Describing the missile, Lockheed say:

“LRASM is designed to detect and destroy specific targets within groups of ships by employing advanced technologies that reduce dependence on intelligence, surveillance and reconnaissance platforms, network links and GPS navigation in electronic warfare environments. LRASM will play a significant role in ensuring military access to operate in open ocean/blue waters, owing to its enhanced ability to discriminate and conduct tactical engagements from extended ranges.

LRASM is a precision-guided, anti-ship standoff missile based on the successful Joint Air-to-Surface Standoff Missile – Extended Range (JASSM-ER). It is designed to meet the needs of U.S. Navy and U.S. Air Force Warfighters in contested environments.”

The air-launched variant provides an early operational capability for the US Navy’s offensive anti-surface warfare Increment I requirement to be integrated on-board the US Air Force’s B-1B in 2018 and on the US Navy’s F/A-18E/F Super Hornet in 2019.

13 COMMENTS

  1. Defence has been politically underfunded by all government in the last 20 years…. its a testament to the hard work of our military staff and MoD civil service that we still have what we have as well as these new and world class carriers and other new systems.

    • MBDA is developing Perseus in collaboration with French …due @2030…either LRASM or Kongsberg’s Naval Strike Missile would be ideal interim solutions

  2. Pete well done you are right. The UK armed forces need an interim stop gap measure to replace harpoon. As the NSM is a mature, fully developed and tested weapon I would really advocate that system. What is not to like? £1 million a shot, stealth technology, advanced sensors, long range circa 150kms and the ability to be vertical launched from a strike length mk 41 system or canister launched from a deck. Not to bothered which option the RN gets at this stage just so long as the UK armed forces retain the ability to sink enemy warships.
    £250-300 million would provide enough missiles to stop a looming capability gap and equip all type 45,26 and coming type 31s until no doubt the over developed, over budget, delayed and late Perseus missile eventually comes into service 12 years later than when it is actually needed.
    Fallon et al will go on about wildcat and merlin launched new anti ship missile family but those weapons are designed to engage light weight vessels upto small corvette size not frigate, destroyer, cruiser, carrier, landing ship sized vessels.

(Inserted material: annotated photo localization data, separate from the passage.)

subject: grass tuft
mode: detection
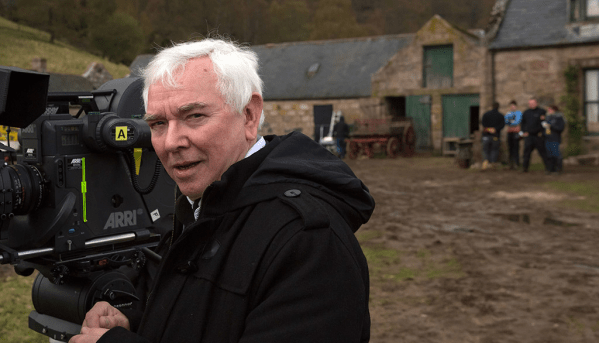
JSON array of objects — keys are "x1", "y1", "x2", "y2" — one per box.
[{"x1": 545, "y1": 180, "x2": 599, "y2": 213}]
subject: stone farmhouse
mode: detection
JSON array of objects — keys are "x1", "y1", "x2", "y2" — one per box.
[
  {"x1": 128, "y1": 0, "x2": 599, "y2": 155},
  {"x1": 371, "y1": 16, "x2": 486, "y2": 153},
  {"x1": 250, "y1": 15, "x2": 486, "y2": 153},
  {"x1": 483, "y1": 0, "x2": 599, "y2": 153}
]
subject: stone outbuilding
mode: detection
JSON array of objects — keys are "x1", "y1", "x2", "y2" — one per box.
[
  {"x1": 484, "y1": 0, "x2": 599, "y2": 153},
  {"x1": 252, "y1": 35, "x2": 413, "y2": 141},
  {"x1": 371, "y1": 15, "x2": 486, "y2": 153}
]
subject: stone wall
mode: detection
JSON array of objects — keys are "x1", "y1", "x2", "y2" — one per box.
[
  {"x1": 371, "y1": 15, "x2": 486, "y2": 152},
  {"x1": 259, "y1": 97, "x2": 381, "y2": 139},
  {"x1": 372, "y1": 16, "x2": 485, "y2": 98}
]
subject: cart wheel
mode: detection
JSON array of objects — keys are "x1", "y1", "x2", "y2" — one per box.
[
  {"x1": 364, "y1": 143, "x2": 374, "y2": 159},
  {"x1": 386, "y1": 137, "x2": 401, "y2": 158},
  {"x1": 348, "y1": 141, "x2": 359, "y2": 159},
  {"x1": 402, "y1": 126, "x2": 416, "y2": 157}
]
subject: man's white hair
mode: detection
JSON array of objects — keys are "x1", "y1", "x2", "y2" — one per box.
[{"x1": 142, "y1": 38, "x2": 264, "y2": 127}]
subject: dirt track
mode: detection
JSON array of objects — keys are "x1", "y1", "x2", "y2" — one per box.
[
  {"x1": 2, "y1": 156, "x2": 599, "y2": 342},
  {"x1": 348, "y1": 156, "x2": 599, "y2": 343}
]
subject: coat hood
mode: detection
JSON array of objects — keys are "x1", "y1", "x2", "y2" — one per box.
[{"x1": 200, "y1": 132, "x2": 375, "y2": 231}]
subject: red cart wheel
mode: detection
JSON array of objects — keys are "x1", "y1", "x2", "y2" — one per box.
[
  {"x1": 364, "y1": 143, "x2": 374, "y2": 159},
  {"x1": 386, "y1": 137, "x2": 401, "y2": 158},
  {"x1": 402, "y1": 126, "x2": 416, "y2": 157},
  {"x1": 348, "y1": 140, "x2": 359, "y2": 159}
]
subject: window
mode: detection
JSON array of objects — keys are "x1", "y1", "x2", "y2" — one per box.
[
  {"x1": 423, "y1": 45, "x2": 453, "y2": 89},
  {"x1": 585, "y1": 69, "x2": 599, "y2": 133},
  {"x1": 588, "y1": 0, "x2": 599, "y2": 17},
  {"x1": 571, "y1": 0, "x2": 599, "y2": 21}
]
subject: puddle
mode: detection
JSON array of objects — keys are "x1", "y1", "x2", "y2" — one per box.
[
  {"x1": 491, "y1": 191, "x2": 568, "y2": 201},
  {"x1": 493, "y1": 213, "x2": 580, "y2": 227},
  {"x1": 575, "y1": 264, "x2": 599, "y2": 272},
  {"x1": 502, "y1": 214, "x2": 530, "y2": 224}
]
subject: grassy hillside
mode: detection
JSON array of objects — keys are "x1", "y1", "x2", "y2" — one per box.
[{"x1": 0, "y1": 16, "x2": 130, "y2": 78}]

    • Not to mention the fact that NSM is in the same missile family as JSM and the two presumably have a decent amount of commonality in terms of components, technical training, etc. With JSM already scheduled for F-35 integration (not internal on F-35B sadly due to smaller bay) and with Norway getting P-8A very possibly meaning a funded integration on that too then NSM/JSM begins to look a better and better fit for the UK.

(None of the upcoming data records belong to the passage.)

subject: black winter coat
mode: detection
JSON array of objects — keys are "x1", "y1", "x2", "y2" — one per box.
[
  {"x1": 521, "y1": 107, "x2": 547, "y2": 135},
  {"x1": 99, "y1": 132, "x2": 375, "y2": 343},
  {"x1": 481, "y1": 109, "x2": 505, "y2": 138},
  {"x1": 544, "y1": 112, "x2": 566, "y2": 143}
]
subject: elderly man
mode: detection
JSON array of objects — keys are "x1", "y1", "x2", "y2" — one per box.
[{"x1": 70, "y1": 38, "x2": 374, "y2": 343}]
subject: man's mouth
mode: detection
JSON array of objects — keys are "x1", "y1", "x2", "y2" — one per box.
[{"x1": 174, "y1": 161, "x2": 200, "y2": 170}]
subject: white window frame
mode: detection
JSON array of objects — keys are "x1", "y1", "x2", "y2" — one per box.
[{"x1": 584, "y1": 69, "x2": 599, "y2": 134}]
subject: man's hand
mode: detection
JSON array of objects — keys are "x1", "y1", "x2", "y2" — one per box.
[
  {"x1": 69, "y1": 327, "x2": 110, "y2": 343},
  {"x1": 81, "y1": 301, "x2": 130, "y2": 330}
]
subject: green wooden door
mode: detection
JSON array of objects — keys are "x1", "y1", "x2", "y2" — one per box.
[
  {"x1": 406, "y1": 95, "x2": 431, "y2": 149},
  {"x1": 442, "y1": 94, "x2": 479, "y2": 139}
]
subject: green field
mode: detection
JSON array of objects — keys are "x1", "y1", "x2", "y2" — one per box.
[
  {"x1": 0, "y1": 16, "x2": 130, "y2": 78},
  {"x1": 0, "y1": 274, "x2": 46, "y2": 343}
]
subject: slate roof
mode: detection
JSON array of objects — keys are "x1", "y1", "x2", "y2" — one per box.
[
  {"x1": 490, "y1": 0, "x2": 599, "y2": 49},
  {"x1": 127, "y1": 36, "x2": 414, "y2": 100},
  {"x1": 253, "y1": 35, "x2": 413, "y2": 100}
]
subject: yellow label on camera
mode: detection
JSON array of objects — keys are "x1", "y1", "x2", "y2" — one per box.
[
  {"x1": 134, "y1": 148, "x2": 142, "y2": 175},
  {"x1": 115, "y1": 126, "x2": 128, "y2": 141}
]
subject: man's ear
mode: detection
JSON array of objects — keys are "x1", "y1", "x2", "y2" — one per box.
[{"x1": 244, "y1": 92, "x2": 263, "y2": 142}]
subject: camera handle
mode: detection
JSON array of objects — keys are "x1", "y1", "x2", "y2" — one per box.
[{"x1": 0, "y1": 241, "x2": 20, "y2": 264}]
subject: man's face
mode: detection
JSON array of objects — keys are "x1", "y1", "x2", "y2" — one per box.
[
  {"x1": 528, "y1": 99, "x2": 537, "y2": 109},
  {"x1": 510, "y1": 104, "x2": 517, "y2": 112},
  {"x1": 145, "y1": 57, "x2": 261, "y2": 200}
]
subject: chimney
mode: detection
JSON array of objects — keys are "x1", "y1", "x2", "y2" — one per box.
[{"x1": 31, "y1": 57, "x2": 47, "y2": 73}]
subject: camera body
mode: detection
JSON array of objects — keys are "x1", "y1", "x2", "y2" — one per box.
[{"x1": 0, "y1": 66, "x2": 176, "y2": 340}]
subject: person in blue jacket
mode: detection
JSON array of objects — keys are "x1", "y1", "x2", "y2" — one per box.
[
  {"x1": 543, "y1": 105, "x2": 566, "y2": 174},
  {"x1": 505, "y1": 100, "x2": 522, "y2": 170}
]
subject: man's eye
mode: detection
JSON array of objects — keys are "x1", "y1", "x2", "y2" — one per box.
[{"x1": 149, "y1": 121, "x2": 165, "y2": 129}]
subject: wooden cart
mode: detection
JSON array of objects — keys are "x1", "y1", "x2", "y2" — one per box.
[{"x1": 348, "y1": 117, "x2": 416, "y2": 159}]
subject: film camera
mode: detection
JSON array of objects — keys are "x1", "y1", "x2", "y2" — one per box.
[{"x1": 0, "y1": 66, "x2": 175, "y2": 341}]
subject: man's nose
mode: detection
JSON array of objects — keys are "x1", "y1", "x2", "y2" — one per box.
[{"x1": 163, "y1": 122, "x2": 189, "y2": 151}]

      Based on the capabilities of past MDBA missiles (Brimstone, Aster) and how other MBDA missiles seem to be turning out (SPEAR 3, Meteor) I have high hopes for Perseus when it does come along but we definitely need a stop-gap. I think a box launch capability is important since it could give an option for T31 with no Mk41, use box launch for ASM and probably some land attack (either NSM or LRASM which I think are both talking about some land attack capability) plus soft launch VLS for Sea Ceptor and perhaps also SPEAR 3 VLS at a later date to give some extra accurate low yield long range ASM and land attack capabilities against small targets.

  3. with production underway for both potential interim solutions the time would be right to create real competitive tension between the alternative options…given they may be interim solutions could even explore lease options against opex budgets with capex spent on test firings only….

  4. Pete. Although we are talking about an interim measure purchasing an anti ship/ surface strike missiles, with harpoon being scrapped. This interim measure needs to be in frontline service for at least 12 years until Perseus comes along. Thus not that interim and worth a multimillion £ investment.

    • Not suggesting the operating cost would be low but im used to supporting heavy engineering industries that frequently consider the merits of purchase v lease access to the technologies and assets they need even over the longer term. I would envisage that leasing such assets and support would be viable as there will be a number of ready clients that could absorb the inventory at the end if the lease. ..assuming we haven’t gone to war in meantime…..assuming nd persius isn’t 15 years late.